New research published in the Urban Studies journal establishes a causal link with data, for the first time, between greater numbers of parking spaces and more driving. The chicken-or-egg conundrum of which comes first-- parking spaces or cars--was tested in an unusual circumstance in which housing lotteries in San Francisco allowed researchers to collect data that showed unequivocally what has long been suspected. People with access to parking are more likely to own a car.

A long-running debacle resulting from San Diego Mayor Kevin Faulconer's decision to suspend $18,000 a day payments to lease a vacant downtown building is now the subject of another lawsuit. Wilmington Trust has filed a cross-complaint suit against the city of San Diego for unapproved renovations. The asbestos-ridden 19-story high rise, which was to become a new workspace for city employees, has cost taxpayers more than $50 million to date.
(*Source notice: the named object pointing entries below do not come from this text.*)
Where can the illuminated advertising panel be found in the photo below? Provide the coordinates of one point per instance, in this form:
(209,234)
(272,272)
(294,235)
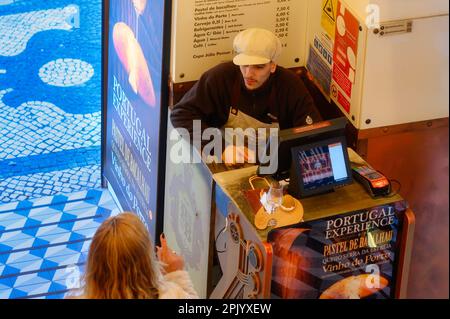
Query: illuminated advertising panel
(134,108)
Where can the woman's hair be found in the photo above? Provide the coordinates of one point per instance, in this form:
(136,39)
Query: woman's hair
(121,262)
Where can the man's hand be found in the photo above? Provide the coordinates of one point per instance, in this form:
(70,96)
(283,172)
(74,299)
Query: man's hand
(170,259)
(235,156)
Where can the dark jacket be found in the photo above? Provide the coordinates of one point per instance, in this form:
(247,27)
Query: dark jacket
(283,95)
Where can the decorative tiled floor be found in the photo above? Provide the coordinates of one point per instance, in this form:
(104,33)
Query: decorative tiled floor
(50,80)
(50,115)
(44,242)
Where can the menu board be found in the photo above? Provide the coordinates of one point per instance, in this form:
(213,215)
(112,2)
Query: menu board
(204,30)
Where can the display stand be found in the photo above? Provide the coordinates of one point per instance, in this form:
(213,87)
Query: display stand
(254,265)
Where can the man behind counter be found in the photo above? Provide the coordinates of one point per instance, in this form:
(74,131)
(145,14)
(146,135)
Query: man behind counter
(252,92)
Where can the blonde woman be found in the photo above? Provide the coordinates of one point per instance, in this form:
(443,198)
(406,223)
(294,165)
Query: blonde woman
(122,264)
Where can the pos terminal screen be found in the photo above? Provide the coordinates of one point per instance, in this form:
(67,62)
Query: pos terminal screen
(321,166)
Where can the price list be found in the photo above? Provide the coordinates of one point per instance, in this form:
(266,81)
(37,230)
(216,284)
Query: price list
(205,29)
(282,20)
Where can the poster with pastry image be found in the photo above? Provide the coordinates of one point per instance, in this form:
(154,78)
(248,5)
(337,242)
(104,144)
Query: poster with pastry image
(346,256)
(135,62)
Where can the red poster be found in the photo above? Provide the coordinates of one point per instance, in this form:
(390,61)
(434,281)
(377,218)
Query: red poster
(343,102)
(345,49)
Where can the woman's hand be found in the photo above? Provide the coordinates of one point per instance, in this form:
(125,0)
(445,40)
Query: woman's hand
(170,259)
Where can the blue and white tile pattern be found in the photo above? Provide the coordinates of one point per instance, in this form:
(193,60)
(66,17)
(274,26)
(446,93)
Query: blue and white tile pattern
(44,242)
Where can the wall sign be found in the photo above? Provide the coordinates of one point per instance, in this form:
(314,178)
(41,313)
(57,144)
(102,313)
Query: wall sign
(344,57)
(204,30)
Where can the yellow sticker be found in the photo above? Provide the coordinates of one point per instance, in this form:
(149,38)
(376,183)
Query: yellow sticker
(328,19)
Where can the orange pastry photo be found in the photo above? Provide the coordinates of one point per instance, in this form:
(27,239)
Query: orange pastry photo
(355,287)
(132,58)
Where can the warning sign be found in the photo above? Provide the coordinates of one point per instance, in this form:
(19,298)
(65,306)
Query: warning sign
(344,56)
(328,19)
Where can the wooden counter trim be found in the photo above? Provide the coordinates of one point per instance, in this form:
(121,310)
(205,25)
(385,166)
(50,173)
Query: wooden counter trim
(402,128)
(407,237)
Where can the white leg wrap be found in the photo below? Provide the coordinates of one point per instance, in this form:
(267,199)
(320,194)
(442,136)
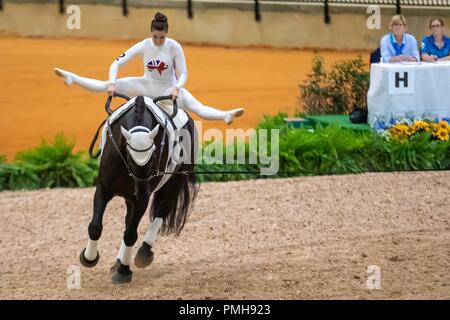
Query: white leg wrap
(125,254)
(91,250)
(152,232)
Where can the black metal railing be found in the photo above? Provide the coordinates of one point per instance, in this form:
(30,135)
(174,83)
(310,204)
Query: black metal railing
(398,4)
As part of the American Rescue Plan Act—a $2 trillion bill passed by Congress in March—Caltrain will receive $52 million of the $1.25 billion designated for transit funding in the San-Francisco area. San Mateo’s Charles Stone said the $52 million would go toward electrification, station improvements, and the agency’s budget shortfall that has accrued over the course of the pandemic.

In a ruling that could have significant implications for water agencies statewide, an Alameda County Judge has ordered the Los Angeles Department of Water and Power to continue providing irrigation water to ranchers who lease its pasturelands over the agency’s objections. LADWP defended its stance on the grounds that the Sierra Nevada watershed is increasingly unreliable.

An urgency ordinance proposed by El Dorado County Supervisors that would restrict chain stores like Dollar General in the county was voted down at a Board of Supervisors meeting. The vote amidst a project application for a 9,100-square-foot Dollar General that is currently being processed by the county. That application and two others in the works are creating a growing controversy among city leaders and residents, who cite concerns for the loss of rural character in the county. (See related CP&DR coverage.)

Drawing on PG&E settlement money, Santa Rosa and Sonoma County have pooled resources to create $20 million housing fund, overseen by a joint city-county agency called “the RED,” for short. The RED is focused on “gap funding”: the district’s policy is to fund only up to 10 percent of a project’s total cost.

Despite being sued in 2019 for years of lacking affordable housing, the City of Clovis has not built a single unit that fits the state’s standard of low-income affordable. The state goal for Clovis in the 2013 to 2023 RHNA cycle is 3,466 that are supposed to fit in the low income and very low income categories, but as of 2020 only 87 affordable housing had been built.